When most people hear the word “Botox”, the first thing that comes to mind are images of Hollywood stars getting facial injections for tight, youthful skin. However, Botox (the commercial name for Botulinum toxin A or BTX-A) also has a reputation as a clinical treatment for chronic pain. This powerful neurotoxin is produced by the bacteria Clostridium botulinum and can cause paralysis by acting on the neuromuscular junction, the border between a motor neuron (a type of nerve cell controlling movement) and a muscle fiber. Here, the toxin blocks the neurotransmitter acetylcholine which is essential for muscle contraction. Small, membrane-bound structures called synaptic vesicles which store acetylcholine cannot release it into the neuromuscular junction because BTX-A cleaves the SNAP-25 protein, which acts like a hook and allows the vesicle to attach to the wall of the neuron and release the neurotransmitter. Now, researchers from Zhejiang University in China have discovered that BTX-A may act in a similar way to relieve pain.
Previous studies have shown that stimulating pain in mice causes more molecules called AMPA receptors to be inserted in the membranes of spinal cord neurons, particularly those of the spinal dorsal horn (SDH). AMPA receptors are activated by the neurotransmitter glutamate, a key neurotransmitter in the central nervous system. When glutamate binds to these receptors, they open like pores, allowing charged atoms to rush into neurons and causing the neuron to fire. The SDH is a region of the spinal cord where sensory neurons insert themselves, allowing sensory information from the environment, such as pain sensations, to travel to the brain. By potentially cleaving the SNAP-25 protein in the SDH neurons, BTX-A could prevent glutamate from being transported in vesicles, released from these sensory neurons, and binding to AMPA receptors, thus preventing the neurons from firing to give the sensation of pain.

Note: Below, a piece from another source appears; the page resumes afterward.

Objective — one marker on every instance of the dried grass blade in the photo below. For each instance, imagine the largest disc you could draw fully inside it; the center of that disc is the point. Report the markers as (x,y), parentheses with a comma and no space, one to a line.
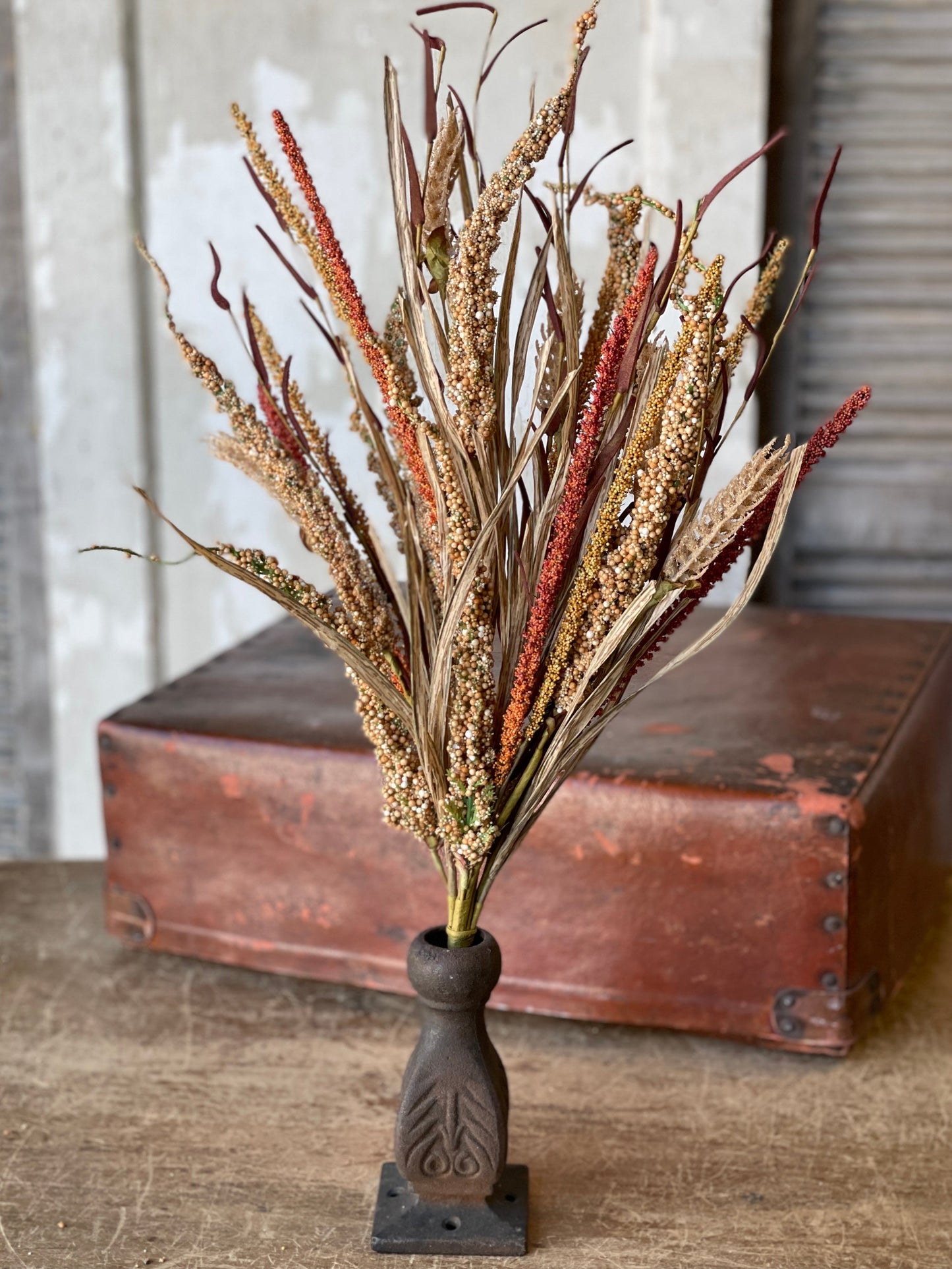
(773,533)
(395,701)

By injecting mice in the foot with a formaldehyde solution, researchers were able to produce a pain response which could be measured by watching the number of times a mouse licked or lifted its paw. These mice were then injected with either BTX-A or a salt solution. Compared to mice injected with salt solution, the BTX-A mice had fewer pain responses 10-45 minutes after injection. Researchers also confirmed the presence of the cleaved SNAP-25 protein in the SDH neurons of mice treated with BTX-A, but not in those treated with salt solution. Using immunohistochemistry, a method in which fluorescent proteins which bind specifically to cleaved SNAP-25 are applied to slices of the spinal cord, the scientists were able to see a fluorescent green glow were cleaved SNAP-25 was located in the SDH neurons. Researchers also wanted to determine if levels of the GluR1 receptor, which makes up part of the AMPA receptor, would decrease after BTX-A treatment. The scientists were able to confirm that 3 days after BTX-A treatment, levels of the GluR1 receptor in the SDH neurons decreased significantly compared to mice treated with salt solution. For the next part of the experiment, the scientists not only treated some mice with formalin and BTX-A combined, but also some with either BTX-A, formalin, or salt solution alone. Experiments which measured the flow of charged atoms in SDH neurons in these four groups showed a significant reduction in the current passing through the AMPA receptors in the mice treated with BTX-A. In addition, mini excitatory postsynaptic currents (mEPSCs), small currents causing the release of glutamate from vesicles, were also measured between these groups. Although BTX-A treatment did not reduce the mEPSCs in mice that had not been injected with formalin, it did reduce mEPSCs in mice treated with both BTX-A and formalin compared to mice treated with formalin alone, indicating that BTX-A only reduced glutamate release when formalin had been injected to cause a pain response. Finally, the levels of glutamate in the SDH neurons were measured between these groups. This experiment showed that glutamate concentration in the SDH neurons decreased 3 days after BTX-A treatment significantly compared to untreated mice.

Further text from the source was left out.